Еще недавно весь худграф, где училась, а потом и преподавала Оля, возносил ее красоту. Мужчины прикладывались к ее точенной из теплого мрамора руке, как к благословению. А потом — это бегство, бегство, страх, могилы, окаменелость. Так прячется куренок под лист лопуха, заслышав посвист кобчика.
Осенью Оля очнулась от обморока. О! Да обморок ли это? Разве в обмороке она бы могла засадить прабабушкин огород, выпестовать синий с белым лук, картошку, изъязвленную знающим толк червем, морковь и прочую жизнетворную мелочь? Она ли это все закатала в чисто вымытые трехлитровые, литровые и поллитровые баночки, оживляя темное нутро прабабушкиного погреба светом фонарика? Наваждение бега, когда от недостатка воздуха наступает долгое отупение, прошло осенью: Оля отдышалась и повезла на Арбат свои акварели, не усомнившись, что их купят.
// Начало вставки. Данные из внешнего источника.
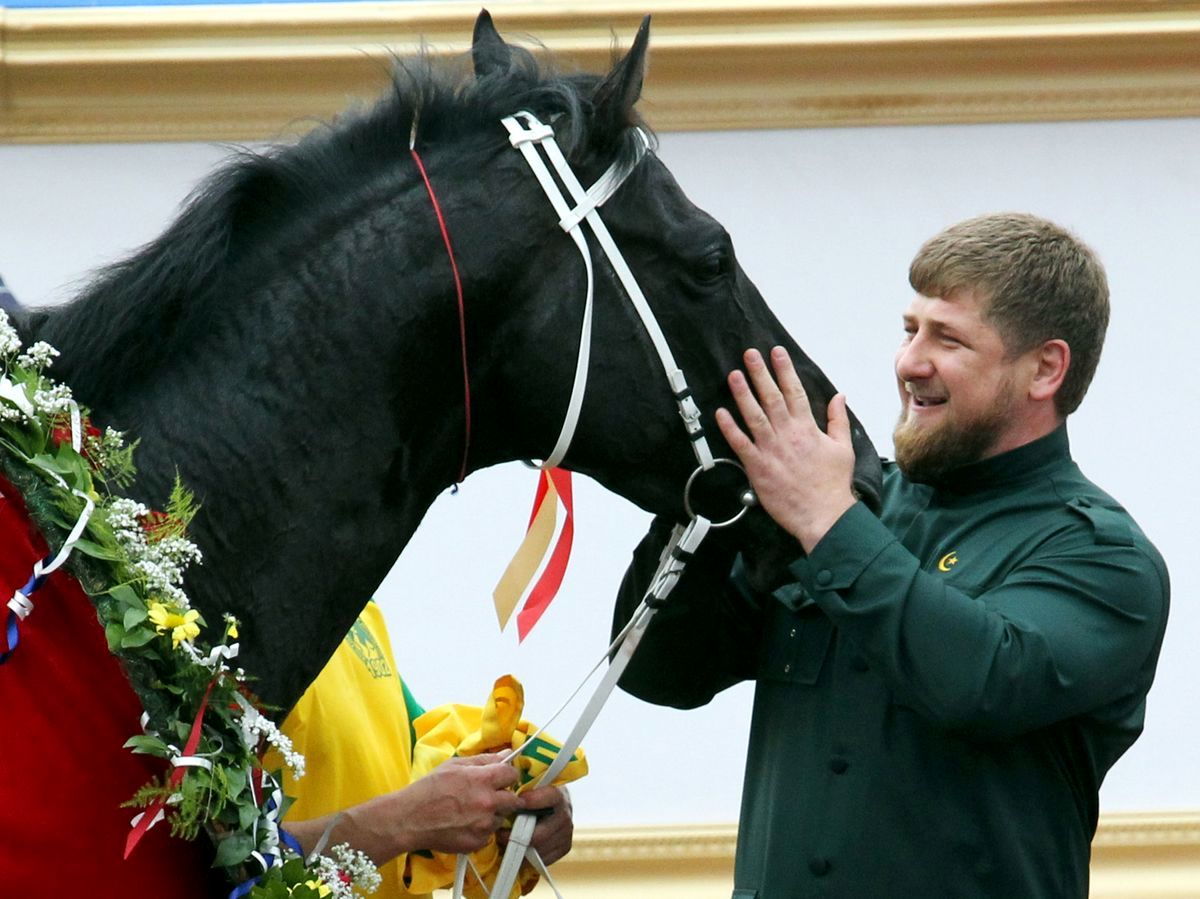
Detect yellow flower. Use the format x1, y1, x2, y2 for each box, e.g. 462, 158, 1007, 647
288, 880, 334, 899
150, 603, 200, 648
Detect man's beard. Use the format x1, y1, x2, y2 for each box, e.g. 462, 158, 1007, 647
892, 383, 1014, 484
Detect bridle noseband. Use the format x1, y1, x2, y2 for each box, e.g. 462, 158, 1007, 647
465, 112, 752, 897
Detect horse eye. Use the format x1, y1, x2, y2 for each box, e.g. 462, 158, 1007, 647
696, 245, 733, 283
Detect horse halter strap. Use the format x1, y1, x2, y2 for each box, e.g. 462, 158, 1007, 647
472, 112, 724, 899
503, 112, 715, 471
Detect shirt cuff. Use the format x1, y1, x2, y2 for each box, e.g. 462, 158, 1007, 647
788, 503, 895, 593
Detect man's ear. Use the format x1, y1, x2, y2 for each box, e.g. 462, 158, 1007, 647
1030, 337, 1070, 400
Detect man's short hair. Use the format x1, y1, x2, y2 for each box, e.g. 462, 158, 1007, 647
908, 212, 1109, 416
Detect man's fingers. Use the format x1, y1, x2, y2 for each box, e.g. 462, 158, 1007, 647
770, 347, 811, 415
827, 394, 854, 446
743, 349, 786, 427
715, 408, 754, 463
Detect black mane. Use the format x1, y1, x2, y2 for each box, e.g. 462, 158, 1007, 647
29, 47, 644, 404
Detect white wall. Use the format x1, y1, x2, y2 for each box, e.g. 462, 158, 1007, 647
0, 114, 1200, 826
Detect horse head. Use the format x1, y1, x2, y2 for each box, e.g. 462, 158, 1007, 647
458, 12, 880, 557
29, 13, 878, 711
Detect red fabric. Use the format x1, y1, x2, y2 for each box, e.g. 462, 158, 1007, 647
517, 468, 575, 643
0, 478, 219, 899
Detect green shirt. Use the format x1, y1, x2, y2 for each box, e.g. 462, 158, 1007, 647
618, 428, 1169, 899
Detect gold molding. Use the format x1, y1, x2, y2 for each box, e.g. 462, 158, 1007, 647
0, 0, 1200, 142
553, 811, 1200, 899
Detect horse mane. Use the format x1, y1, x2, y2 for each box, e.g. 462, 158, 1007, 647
37, 46, 644, 404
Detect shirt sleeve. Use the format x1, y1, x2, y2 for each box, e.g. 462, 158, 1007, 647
612, 517, 762, 708
791, 496, 1168, 737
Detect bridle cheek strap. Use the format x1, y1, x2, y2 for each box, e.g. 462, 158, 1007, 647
503, 112, 714, 471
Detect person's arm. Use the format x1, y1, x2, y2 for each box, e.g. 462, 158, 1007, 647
612, 517, 762, 708
496, 786, 575, 867
284, 754, 521, 865
716, 348, 1168, 737
792, 507, 1168, 737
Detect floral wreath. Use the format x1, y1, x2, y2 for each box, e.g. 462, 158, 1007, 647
0, 310, 379, 899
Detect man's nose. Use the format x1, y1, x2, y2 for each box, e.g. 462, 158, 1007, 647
896, 335, 934, 380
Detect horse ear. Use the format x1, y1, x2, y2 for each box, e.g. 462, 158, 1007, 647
593, 16, 650, 128
470, 10, 512, 78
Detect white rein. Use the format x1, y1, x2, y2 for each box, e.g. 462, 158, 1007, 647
454, 112, 749, 899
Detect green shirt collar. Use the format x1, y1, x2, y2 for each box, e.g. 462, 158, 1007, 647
931, 424, 1070, 496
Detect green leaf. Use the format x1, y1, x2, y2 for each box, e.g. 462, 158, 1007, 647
224, 768, 247, 796
125, 733, 167, 759
104, 622, 125, 653
121, 628, 158, 649
125, 606, 150, 628
29, 453, 71, 477
76, 537, 125, 562
212, 833, 254, 868
108, 583, 146, 609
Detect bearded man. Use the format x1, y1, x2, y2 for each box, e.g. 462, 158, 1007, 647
614, 215, 1169, 899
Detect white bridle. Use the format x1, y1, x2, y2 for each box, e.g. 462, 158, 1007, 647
454, 112, 752, 899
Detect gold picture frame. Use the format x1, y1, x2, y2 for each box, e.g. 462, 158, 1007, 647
7, 0, 1200, 143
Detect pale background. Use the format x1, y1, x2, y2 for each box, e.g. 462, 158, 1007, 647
0, 114, 1200, 827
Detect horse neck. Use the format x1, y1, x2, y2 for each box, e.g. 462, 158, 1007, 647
31, 210, 477, 708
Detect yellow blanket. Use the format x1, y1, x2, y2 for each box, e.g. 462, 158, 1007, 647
404, 675, 588, 899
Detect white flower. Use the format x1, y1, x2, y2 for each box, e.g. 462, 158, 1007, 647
17, 340, 61, 371
0, 374, 34, 418
0, 308, 20, 359
34, 384, 72, 415
314, 843, 382, 899
241, 705, 305, 780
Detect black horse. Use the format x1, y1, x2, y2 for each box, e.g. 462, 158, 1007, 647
22, 13, 878, 711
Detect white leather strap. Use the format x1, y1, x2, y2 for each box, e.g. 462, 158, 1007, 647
492, 516, 712, 897
503, 112, 714, 471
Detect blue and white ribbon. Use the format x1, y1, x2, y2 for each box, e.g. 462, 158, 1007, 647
0, 402, 96, 665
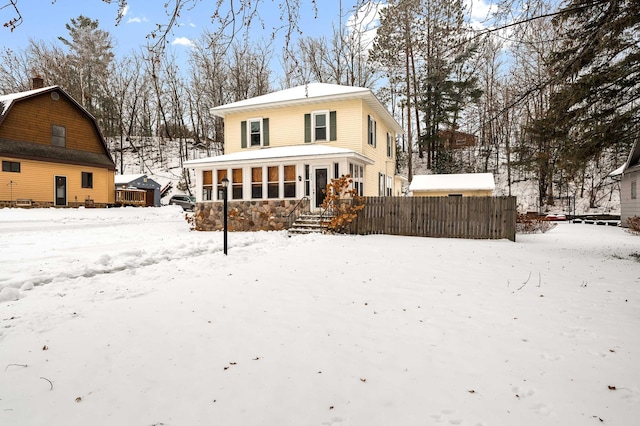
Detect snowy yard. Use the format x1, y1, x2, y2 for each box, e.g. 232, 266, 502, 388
0, 207, 640, 426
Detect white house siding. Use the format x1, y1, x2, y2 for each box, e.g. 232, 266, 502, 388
191, 154, 370, 211
620, 166, 640, 227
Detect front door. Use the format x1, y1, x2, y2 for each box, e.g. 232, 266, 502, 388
313, 167, 329, 209
54, 176, 67, 206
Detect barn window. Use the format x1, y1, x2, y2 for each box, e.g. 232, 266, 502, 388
82, 172, 93, 188
2, 161, 20, 173
51, 124, 67, 147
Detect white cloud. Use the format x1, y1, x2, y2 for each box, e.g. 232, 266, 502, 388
127, 16, 149, 24
465, 0, 498, 24
171, 37, 194, 47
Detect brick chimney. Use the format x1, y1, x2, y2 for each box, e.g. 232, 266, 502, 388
31, 75, 44, 90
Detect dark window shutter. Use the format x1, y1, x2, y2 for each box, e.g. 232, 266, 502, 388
329, 111, 338, 141
373, 120, 378, 148
304, 114, 311, 143
262, 118, 269, 146
240, 121, 247, 148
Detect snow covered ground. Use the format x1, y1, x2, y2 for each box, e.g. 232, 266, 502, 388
0, 207, 640, 426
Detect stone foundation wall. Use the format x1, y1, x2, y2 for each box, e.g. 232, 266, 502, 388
195, 200, 309, 231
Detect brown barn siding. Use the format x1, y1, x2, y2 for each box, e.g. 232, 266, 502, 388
0, 92, 105, 154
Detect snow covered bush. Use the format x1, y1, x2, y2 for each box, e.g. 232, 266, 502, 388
322, 174, 364, 233
627, 216, 640, 235
516, 214, 555, 234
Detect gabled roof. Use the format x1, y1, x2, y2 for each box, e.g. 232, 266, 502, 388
184, 144, 374, 167
409, 173, 496, 191
0, 86, 115, 169
210, 83, 403, 133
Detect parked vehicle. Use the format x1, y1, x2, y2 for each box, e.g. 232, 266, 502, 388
169, 194, 196, 211
544, 213, 567, 221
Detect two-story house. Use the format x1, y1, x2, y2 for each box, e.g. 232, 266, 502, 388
186, 83, 402, 223
0, 79, 115, 207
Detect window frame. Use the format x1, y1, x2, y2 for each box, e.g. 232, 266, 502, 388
51, 124, 67, 148
311, 110, 330, 142
367, 114, 378, 148
247, 118, 263, 148
80, 172, 93, 189
2, 160, 21, 173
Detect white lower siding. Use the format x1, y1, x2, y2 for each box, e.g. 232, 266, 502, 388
620, 170, 640, 227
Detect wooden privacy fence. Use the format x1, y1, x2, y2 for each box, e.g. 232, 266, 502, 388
351, 197, 517, 241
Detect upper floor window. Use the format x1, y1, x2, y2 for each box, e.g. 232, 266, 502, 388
2, 161, 20, 173
313, 112, 329, 141
51, 124, 67, 147
231, 169, 243, 200
249, 120, 262, 146
240, 118, 269, 148
82, 172, 93, 188
304, 111, 338, 143
367, 115, 377, 148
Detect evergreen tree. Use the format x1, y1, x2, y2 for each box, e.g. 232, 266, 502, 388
58, 15, 114, 120
544, 0, 640, 175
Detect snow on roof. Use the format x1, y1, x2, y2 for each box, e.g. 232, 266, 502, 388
409, 173, 496, 191
211, 83, 371, 113
114, 174, 145, 185
209, 83, 403, 134
0, 86, 57, 116
184, 145, 373, 167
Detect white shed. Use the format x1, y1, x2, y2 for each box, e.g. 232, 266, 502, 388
409, 173, 496, 197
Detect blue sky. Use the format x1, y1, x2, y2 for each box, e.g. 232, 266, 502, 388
0, 0, 351, 56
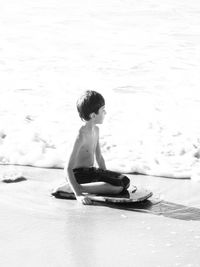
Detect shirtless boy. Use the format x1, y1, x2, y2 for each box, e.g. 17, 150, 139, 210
58, 91, 130, 205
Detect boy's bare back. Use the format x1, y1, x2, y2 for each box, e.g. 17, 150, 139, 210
72, 126, 99, 168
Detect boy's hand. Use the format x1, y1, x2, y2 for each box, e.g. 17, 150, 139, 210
76, 195, 92, 205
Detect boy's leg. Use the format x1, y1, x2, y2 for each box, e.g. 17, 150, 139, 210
98, 169, 130, 190
81, 182, 124, 195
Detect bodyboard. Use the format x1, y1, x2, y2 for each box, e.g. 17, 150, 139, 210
52, 189, 153, 203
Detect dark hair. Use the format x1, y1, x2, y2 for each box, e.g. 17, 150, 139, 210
76, 90, 105, 121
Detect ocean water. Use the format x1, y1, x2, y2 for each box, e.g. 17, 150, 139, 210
0, 0, 200, 180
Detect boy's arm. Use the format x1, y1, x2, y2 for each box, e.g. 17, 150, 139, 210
65, 130, 84, 196
96, 129, 106, 170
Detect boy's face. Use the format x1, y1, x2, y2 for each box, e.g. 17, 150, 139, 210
95, 106, 106, 124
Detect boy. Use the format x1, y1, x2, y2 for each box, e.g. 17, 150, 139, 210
55, 91, 130, 205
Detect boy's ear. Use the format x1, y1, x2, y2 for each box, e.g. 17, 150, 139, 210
90, 112, 96, 119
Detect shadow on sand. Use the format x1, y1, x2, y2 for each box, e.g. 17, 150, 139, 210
92, 200, 200, 221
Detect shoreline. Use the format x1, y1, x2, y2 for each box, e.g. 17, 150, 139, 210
0, 166, 200, 267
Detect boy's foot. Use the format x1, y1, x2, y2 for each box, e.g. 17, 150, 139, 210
51, 183, 75, 199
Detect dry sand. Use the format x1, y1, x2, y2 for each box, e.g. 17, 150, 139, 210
0, 166, 200, 267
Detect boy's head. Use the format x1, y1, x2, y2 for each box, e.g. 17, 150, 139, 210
77, 90, 105, 121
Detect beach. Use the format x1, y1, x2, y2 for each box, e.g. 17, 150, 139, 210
0, 166, 200, 267
0, 0, 200, 267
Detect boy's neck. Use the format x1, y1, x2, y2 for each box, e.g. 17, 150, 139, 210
85, 120, 95, 130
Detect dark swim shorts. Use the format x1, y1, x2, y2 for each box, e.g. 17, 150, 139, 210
73, 167, 130, 189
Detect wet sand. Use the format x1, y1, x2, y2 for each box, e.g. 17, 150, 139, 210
0, 166, 200, 267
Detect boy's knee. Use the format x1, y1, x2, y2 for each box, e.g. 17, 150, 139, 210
121, 175, 130, 189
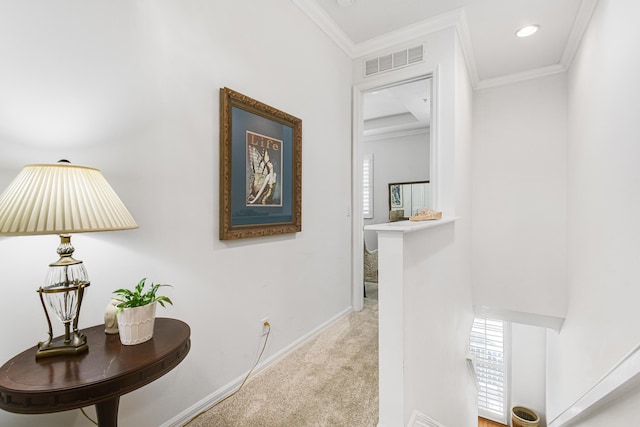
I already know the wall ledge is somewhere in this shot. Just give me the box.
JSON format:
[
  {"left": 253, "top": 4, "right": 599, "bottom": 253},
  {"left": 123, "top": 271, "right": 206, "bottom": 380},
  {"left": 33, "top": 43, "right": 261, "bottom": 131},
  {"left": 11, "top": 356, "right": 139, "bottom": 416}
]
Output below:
[
  {"left": 364, "top": 216, "right": 460, "bottom": 233},
  {"left": 473, "top": 305, "right": 564, "bottom": 332}
]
Но минула неделя. За неделей вторая. И никто в десятимиллионном городе не захотел купить ее акварелек — все, кто пялился, маневрировал, хотели купить Олю, олины длинные ноги, олины пунцовые губы, олино княжеское сиротство. Она была барышня — они хулиганы. Она не чуяла под собой ног — они чуяли их, ее ноги. Она легко и со скукой читала их мысли — ее мысли оставались тайной для них, потому что Оля гнала от себя всякие мысли о том, «а почему бы и нет?». Нет — и все.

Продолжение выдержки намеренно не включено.